How The Fuck Do You Write A Search Engine?


Update 2019-01-25: Much like SPDS I'm too lazy to maintain this, so it's now offline forever.

Following on with my previous article where we look at old, shitty code and rebuild it, today we are looking at code I made for a school assignment. It was a search engine called 'viperidae' (I don't know how you are supposed to pronounce it) and was the first big software project I've ever done. You could even say that it was a MAJOR project… because it was. It was for my SDD Year 12 major project. But before we begin, I'll just get the question that everyone has right now out of the way.

What mark did you get?

95/100. I lost some marks because the parts of the documentation were lacking and because it only had 2 screens (there was a requirement for 3 screens, which is a STUPID requirement).

With that, we can now take a dive into the distant past of 2017.

This was my first repository on GitHub so you can go and look at it here. Fun fact: if you look at the commit history (and ignore the terrible commit messages), you'll see that I actually started writing it a month (Dec 2016) before I was given the assignment (Jan 2017). I'm pretty sure that this is not allowed as you can't hand in anything you've created before the assignment is given, but as we all know: 'it's only cheating if you're caught'.

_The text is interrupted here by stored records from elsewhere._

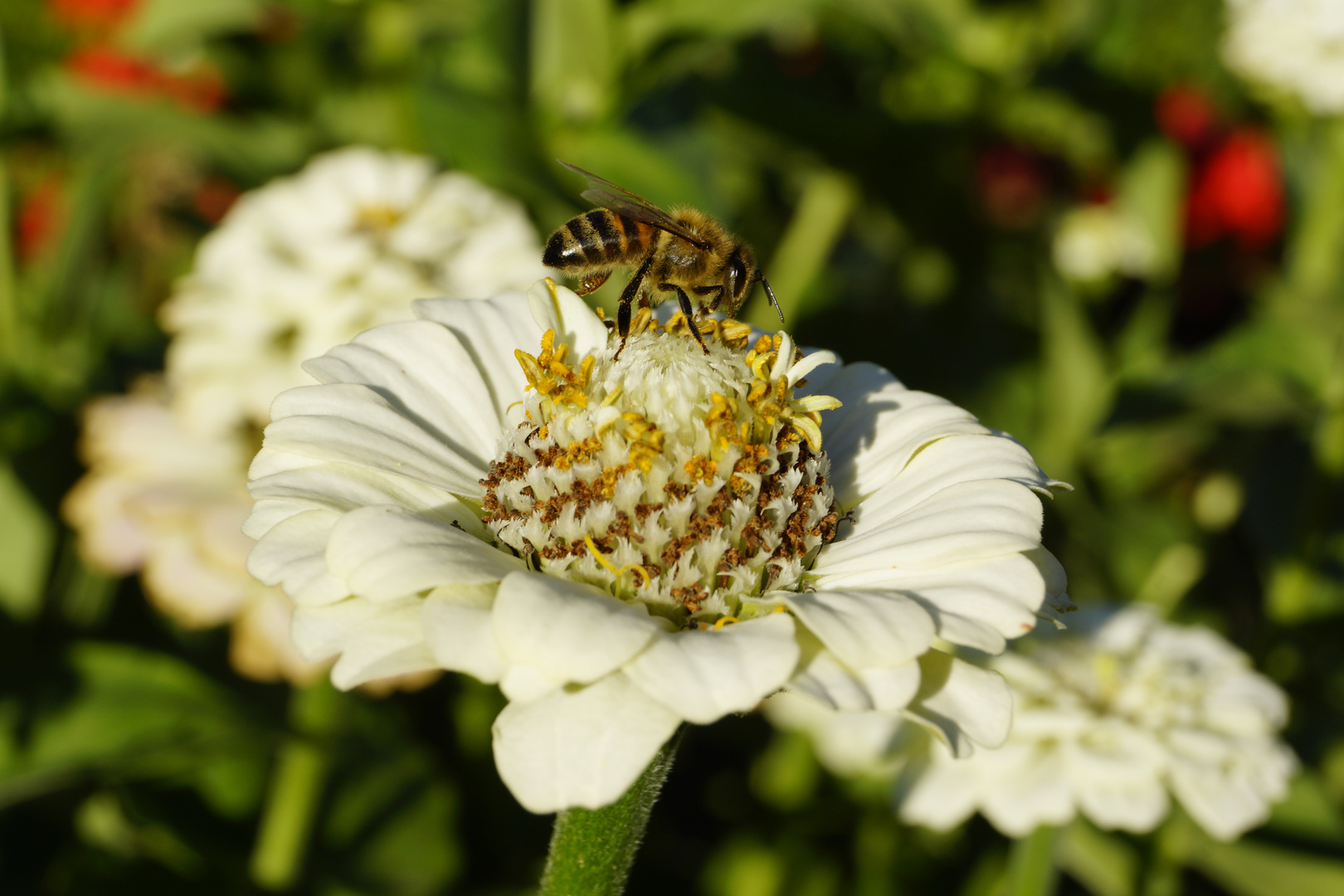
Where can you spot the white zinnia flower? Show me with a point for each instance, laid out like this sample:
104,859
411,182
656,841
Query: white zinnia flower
1291,45
171,503
309,261
629,539
1112,716
296,268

Setting it up is pretty straightforward. Create a virtual environment, pip install requirements.txt, and then run If you did that then type in your browser's url bar which should show you this:


There are four fields to fill out here: search, depth, include external links, and seed. Unfortunately I don't have my original documentation which explained all of this and more, so I'll quickly explain why there are so many fields and what they do.

In case you don't know, writing a search engine is hard. Way too hard for any normal 17 year old, which caused me to cut a lot of corners. One of the biggest corners to cut was the entire 'index the entire web' part of a search engine. Because I was too dumb to understand any forms of concurrency or parallelism, I decided that I would not index any parts of the web because my web crawler was WAYYYY to slow. So it was decided that the web crawler would be a more integral part of the engine where the site was crawled during the search, instead of a precursor to it. This meant that in order to conduct a search, you also had to type in the website. This is the seed field. In the documentation I managed to frame this as 'creating more accurate searches by focusing on individual sites'. Not the best excuse, but hey, anything for marks.

Now obviously I could have used something like Scrapy as a web crawler, which would have worked fifty billion times better than whatever I made. But I felt as though I was already using too many libraries and that I should write my own code. After all you wouldn't just import Essay would you?

However, that corner apparently wasn't cut enough. My crawler was still much too slow to crawl even a small website in a reasonable time. This is band-aided by the depth field which basically just limits how many pages are searched, which means I just let the user decide how long they want to wait.

The rest of the fields are just options for these round edges. search is obviously the item you want to search for and include external links determines if the crawler will crawl through links that aren't part of the seed website.

To be honest, that explanation covers pretty much everything I dislike about it. I've not really talked about the actual searching, but I don't expect myself to be able to create a super advanced algorithm to find exactly what you want. I just created something that worked well enough, as in it pointed you to a small house and said "ehhh it's somewhere in 'ere mate", ignoring the fact that you just asked for where it was in the small house.

Now is finally the time to look at the new search engine!

One of the big reasons I didn't like old viperidae was because it had no reason to exist as I had to hand wave a reason in the documentation. So now I've given the new on a real reason. It's a developer focused API for searching individual websites. It's a way for users to quickly create searching for their website with loads of special features. Although right now I haven't built any of the developer focused parts, I've built a redesign of the original engine. You can see a restricted, public demo here. If it were using the developer API, the website would already be indexed so the engine wouldn't have to crawl it. The API source is here and the source for the public website is here.

This is all pretty bare bones right now because I've spent most of my time learning some new stuff while redesigning the engine. Namely the fact that the crawler is now asynchronous and is much faster than the original. Although it's still not Scrapy fast, it shouldn't really matter because the websites should be indexed anyway.

There is still a lot to do (pretty much all of it). But I'm sure in another year's time, I'll look back at it and decide that it's garbage and remake it all again.

Update 2019-01-25: Hey it's me from the top of the page, remember me? Anyway, ignore those last two paragraphs. Thank you.